Ash Posté 28 mai 2008 Signaler Posté 28 mai 2008 Tout ça ce sont les mêmes débats pour moi, mais libre au modo qui passe par là de le faire.
CMuller Posté 28 mai 2008 Signaler Posté 28 mai 2008 Tout ça ce sont les mêmes débats pour moi, mais libre au modo qui passe par là de le faire. A un certain de degré de généralité, nous débattons toujours de la même chose, et le lit de Procuste a tellement débordé… Là, c'est quand même assez particulier, et intéressant en raison des paramètres impliqués (le changement de sexe, l'âge de l'enfant, etc.). Mais bon, c'était une simple suggestion.
LeSanton Posté 29 mai 2008 Signaler Posté 29 mai 2008 Je ne le pense pas, justement. Pour moi, un sentiment se confond avec l'état d'esprit produit par ses causes matérielles internes et externes. Dire "j'ai peur" et dire "à la vue de cette araignée, mon complexe amygdalien déclenche une série de productions chimiques se traduisant par un stress immédiat et une attention soutenue", cela revient au même. On peut décrire / modéliser un état psychologique en vidant la description / modélisation de toute référence psychologique (là, je n'ai pas le temps, mais les mots "stress" et "attention" ci-dessus peuvent eux-mêmes être décrits de manière physique). Et c'est la condition pour produire un énoncé vérifiable (ie la condition pour que la psychologie soit une science). C'est bien ce que je dis, on est donc d'accord: la science ne peut étudier que les maifestations (stress…) des sentiments, par définition. Mais elle ne peut pas affirmer ni infirmer "qu'il n'y a que ça".
CMuller Posté 29 mai 2008 Signaler Posté 29 mai 2008 C'est bien ce que je dis, on est donc d'accord: la science ne peut étudier que les maifestations (stress…) des sentiments, par définition. Mais elle ne peut pas affirmer ni infirmer "qu'il n'y a que ça". (…) La science ne peut jamais valider ou invalider des propositions qui ne s'y prêtent pas. Tout dépend donc du contenu de votre proposition : s'il est impossible à observer et vérifier, ou s'il ne permet aucune prédiction observable et vérifiable, la proposition survivra sans problème à la critique scientifique. Ensuite, il vaut mieux que l'énoncé ait un sens et une certaine valeur d'usage, du moins si l'idée est de partager la proposition avec vos semblables (ce qui n'est pas une obligation, bien sûr).

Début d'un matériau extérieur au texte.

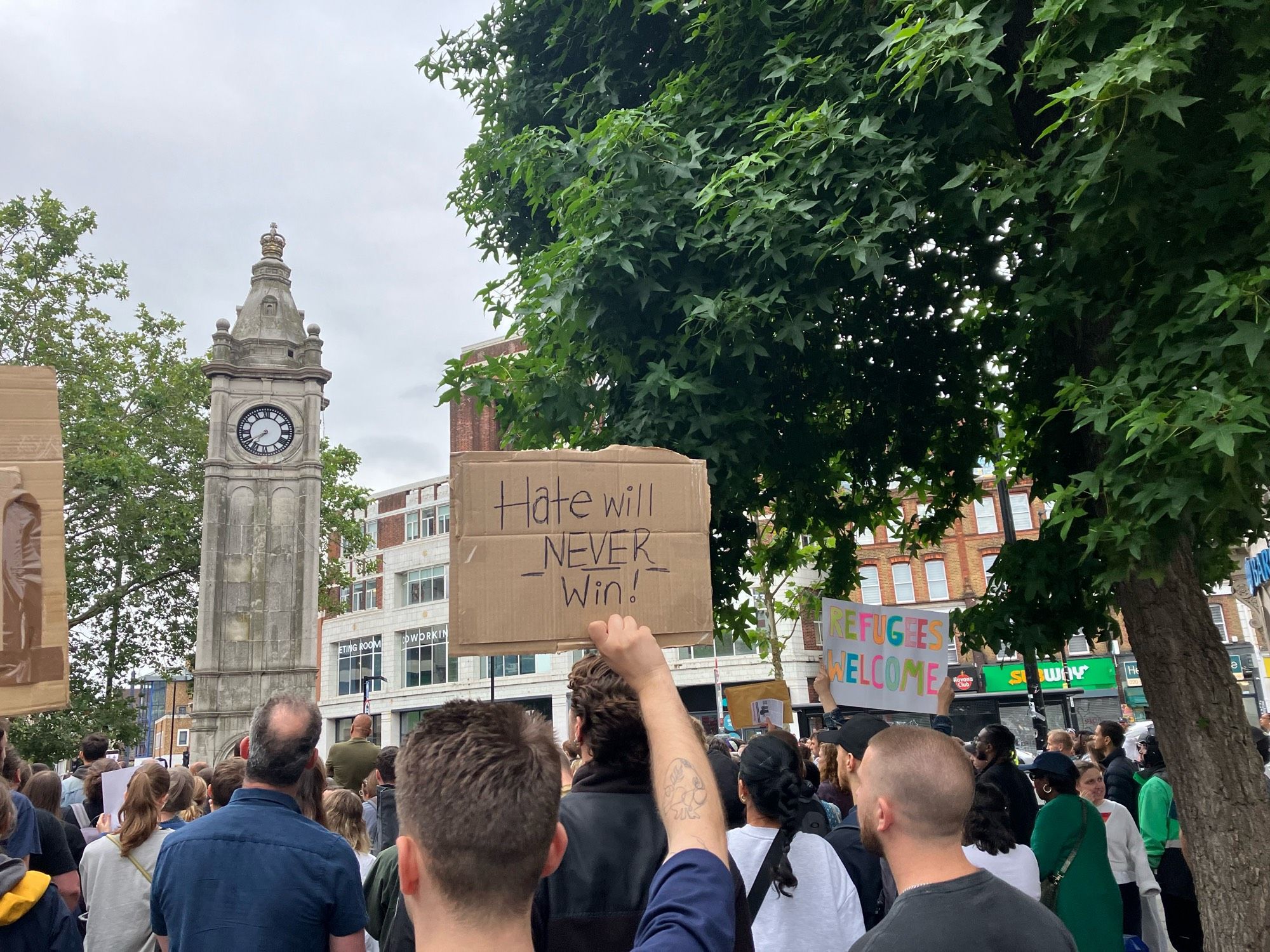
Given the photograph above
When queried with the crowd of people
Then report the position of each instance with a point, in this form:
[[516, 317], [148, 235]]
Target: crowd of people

LeSanton Posté 29 mai 2008 Signaler Posté 29 mai 2008 C'est ce qu'on s'applique inlassablement à répéter depuis le début. Quant à la compassion, tout le monde comprend ce que cela recouvre, l'a ressenti, et comprend que ce n'est pas du domaine de la science. Une définition "compréhensible" et utilisée d'un mot n'est pas une définition ayant reçu l'agrément scientifique.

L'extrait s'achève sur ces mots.